For lightweight trims, begin in the center of one side by turning the raw edge of the trim under and stitching the lower edge along the markings for the trim. Just before you reach the corner, fold the trim to fit around the edge, adjusting the visible fold so it resembles the mitered corners described for the hems. Pin the upper edge of the trim in place at this fold and continue stitching, pivoting the needle when you turn the corner. Just before you reach the place where you started, turn the raw edge of your trim under so it bumps up against the folded edge. Stitch the upper edge of the trim. If the spliced edge or the corner folds look as if they might separate, secure them with a few blind stitches.
Trims added to the overhang of round or oval tablecloths will need to flex and be easily gathered. Avoid any that are stiff or heavy. Run a row of stitches along the top edge of the trim to help you ease it into place. On the tablecloth, mark the lower line for the trim with chalk. Sew the trim along this line with a straight stitch close to the edge. Ease the upper edge of the trim into place using the gathering stitches.
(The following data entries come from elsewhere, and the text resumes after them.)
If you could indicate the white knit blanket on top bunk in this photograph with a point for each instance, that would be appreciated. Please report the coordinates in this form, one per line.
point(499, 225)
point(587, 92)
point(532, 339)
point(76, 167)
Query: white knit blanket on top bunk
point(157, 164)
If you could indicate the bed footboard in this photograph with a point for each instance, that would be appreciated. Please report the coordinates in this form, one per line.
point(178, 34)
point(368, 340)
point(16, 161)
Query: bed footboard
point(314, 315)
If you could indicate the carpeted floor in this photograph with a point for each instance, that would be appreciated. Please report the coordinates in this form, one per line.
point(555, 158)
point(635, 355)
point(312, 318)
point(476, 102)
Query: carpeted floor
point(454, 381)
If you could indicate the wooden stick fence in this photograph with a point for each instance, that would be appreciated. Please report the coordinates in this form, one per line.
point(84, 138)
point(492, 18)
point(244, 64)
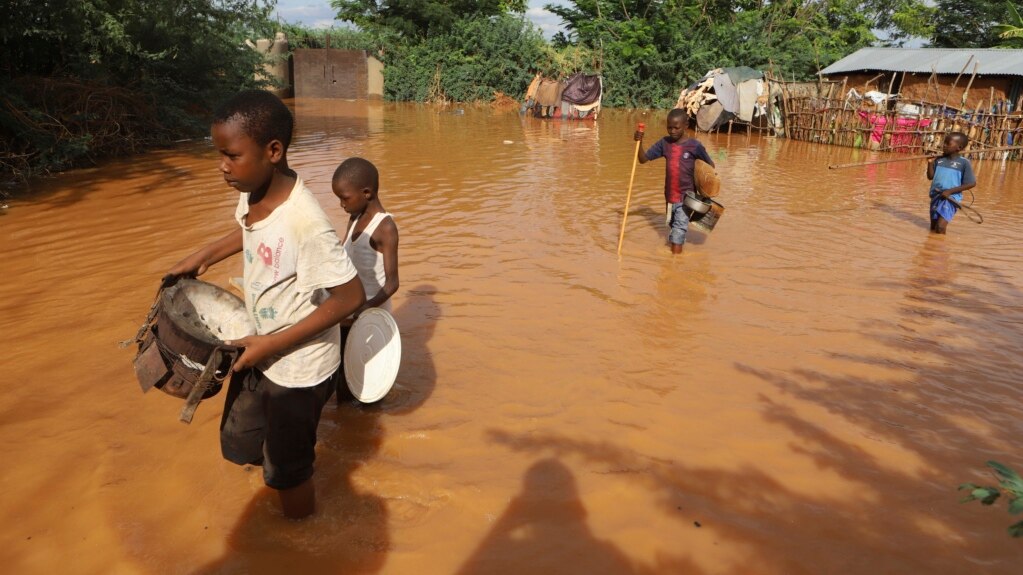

Coordinating Fabric for Trim
To add a stripe of coordinating fabric to a square or rectangular tablecloth, cut the tablecloth to the size inside or above the trim. Cut the coordinating fabric into the desired width, and sew strips to two sides of the tablecloth using French seams. Press the seam allowance in the direction of the trim and stitch it down. Repeat the process with the other two sides, again with strips of the main tablecloth fabric, and then hem the edges.
The same process doesn't work for round or oval tablecloths because of the difficulty of cutting curving fabric to fit exactly.
Using two tablecloths can be very effective. This is generally done by covering a round accent table with a floor-length tablecloth and topping that with a short, square one. For a Victorian look, use a lace cloth for the top cloth. Two coordinating fabrics of equal weight might have a more country look, depending on the fabric. Don't dismiss it as a possibility for a small dining table.
Since you are making your own tablecloths, it's an easy matter to make matching accessories for the table. Plan ahead, and buy your fabric all at once.
Napkins can be hemmed with a narrow version of the tablecloth hem. Consider making them out of linen or other soft fabric and trimming them with a strip of your tablecloth fabric. Simply turn the long edges of the strips under and sew them to the linen napkins before you hem them. Cloth liners for breadbaskets can be made the same way.
Place mats, centerpieces, and runners can be made like the reversible tablecloth or edged with seam binding. A piece of batting or heavy flannel between the layers will add some shaping.
Breadbasket cloths made by layering coordinating fabric are particularly effective because both sides show as the corners stick out of the basket. Consider using a basket lined with your two-sided cloth and filled with fruit for a centerpiece.